Ouso, entretanto, registrar que o presidente ilegítimo e o nosso Darth Vader navegam águas bastante turvas, e ali, no comando, revelam sua lacuna, de certa maneira espantosa: não sabem o que é o presidencialismo à francesa. A ignorância brasileira é mundialmente reconhecida, mas não haveria de ser esperada de figuras tão representativas.

A dupla dinâmica quer um presidente com funções idênticas às da rainha do Reino Unido. O presidencialismo francês é bem diferente. Nasceu com Charles de Gaulle, aquele que disse que “o Brasil não é um país sério”, herói da guerra e figura imponente, foi quase um rei, mas, no sentido de Luís XIV, que por sua vez dizia: “O Estado sou eu”.

De todo modo, quem manda hoje na França é o senhor Macron, assim como mandava, e muito mal, o senhor Hollande, e antes o senhor fisicamente semelhante a Luciano Huck, e assim por diante, na marcha à ré passado adentro. O que os estrategistas das quadrilhas pretendem é o presidencialismo à brasileira para confirmar inexoravelmente que De Gaulle estava certo.

Nesta moldura, de ridícula patetice sem deixar de ser trágica para o destino do País, sérias são as mais recentes falas de Lula, assunto da reportagem de capa desta edição.
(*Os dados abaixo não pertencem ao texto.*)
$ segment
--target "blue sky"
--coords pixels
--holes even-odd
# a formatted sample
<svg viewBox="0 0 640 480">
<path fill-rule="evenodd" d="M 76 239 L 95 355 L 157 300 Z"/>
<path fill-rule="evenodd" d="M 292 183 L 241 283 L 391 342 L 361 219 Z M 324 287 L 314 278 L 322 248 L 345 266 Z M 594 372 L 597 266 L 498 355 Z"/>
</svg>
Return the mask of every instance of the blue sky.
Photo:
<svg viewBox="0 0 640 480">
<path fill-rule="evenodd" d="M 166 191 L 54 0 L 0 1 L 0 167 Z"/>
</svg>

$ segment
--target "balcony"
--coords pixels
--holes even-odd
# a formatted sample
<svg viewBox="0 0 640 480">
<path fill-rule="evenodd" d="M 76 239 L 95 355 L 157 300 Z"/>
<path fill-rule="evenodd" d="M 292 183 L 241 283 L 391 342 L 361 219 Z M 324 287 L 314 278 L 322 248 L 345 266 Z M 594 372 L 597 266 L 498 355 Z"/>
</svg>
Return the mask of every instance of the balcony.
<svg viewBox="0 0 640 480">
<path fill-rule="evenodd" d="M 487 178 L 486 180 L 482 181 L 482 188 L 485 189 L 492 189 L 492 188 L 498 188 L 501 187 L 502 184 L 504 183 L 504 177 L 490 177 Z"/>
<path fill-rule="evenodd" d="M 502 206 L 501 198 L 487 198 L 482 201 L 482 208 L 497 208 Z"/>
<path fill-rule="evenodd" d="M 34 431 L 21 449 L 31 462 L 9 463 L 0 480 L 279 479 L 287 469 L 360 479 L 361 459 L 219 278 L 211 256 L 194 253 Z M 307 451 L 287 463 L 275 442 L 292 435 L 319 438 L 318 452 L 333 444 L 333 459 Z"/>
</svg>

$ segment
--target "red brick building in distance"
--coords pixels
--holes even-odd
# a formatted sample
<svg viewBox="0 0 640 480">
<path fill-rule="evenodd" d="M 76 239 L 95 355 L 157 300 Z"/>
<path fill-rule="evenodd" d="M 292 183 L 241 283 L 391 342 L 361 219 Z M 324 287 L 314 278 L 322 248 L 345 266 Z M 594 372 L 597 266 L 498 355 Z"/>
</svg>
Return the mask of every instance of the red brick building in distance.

O ex-presidente define claramente os seus inimigos: o mercado e a Globo. Esta tomada de posição tem implicações importantes, em primeiro lugar o reconhecimento de que a conciliação, na qual ele já acreditou, é impossível.

CartaCapital sempre sustentou que a conciliação é a das elites, acontece quando os inquilinos da casa-grande se desentendem e, logo, a salvaguardar os interesses comuns, fazem as pazes. Quimera é imaginar o acordo entre Capital e Trablho, entre ricos e pobres, entre casa-grande e senzala.

Lula manifesta-se como candidato. Não sei, porém, se acredita na possibilidade de competir,  já que o objetivo principal do golpe de 2016 foi alijá-lo do pleito. Duvido que queira iludir-se. Diz apenas que, se eleito fosse, no combate ao monstruoso desequilíbrio social iria mais longe, muito mais longe, do que nos seus dois mandatos presidenciais.

As palavras de Lula me alegram e me entristecem ao mesmo tempo. Ao identificar seus inimigos, abre fogo contra a casa-grande e com isso me agrada além da conta. Sobra a tristeza de percebê-lo como o presidente capaz de recolocar o Brasil nos trilhos, por ora sem esperança de vê-lo em ação.

Lula me diz, entretanto, que é preciso sonhar, e a insistência dele no apelo onírico me induz a alguma desconfiança. Será que o ex-presidente tem alguma carta na manga?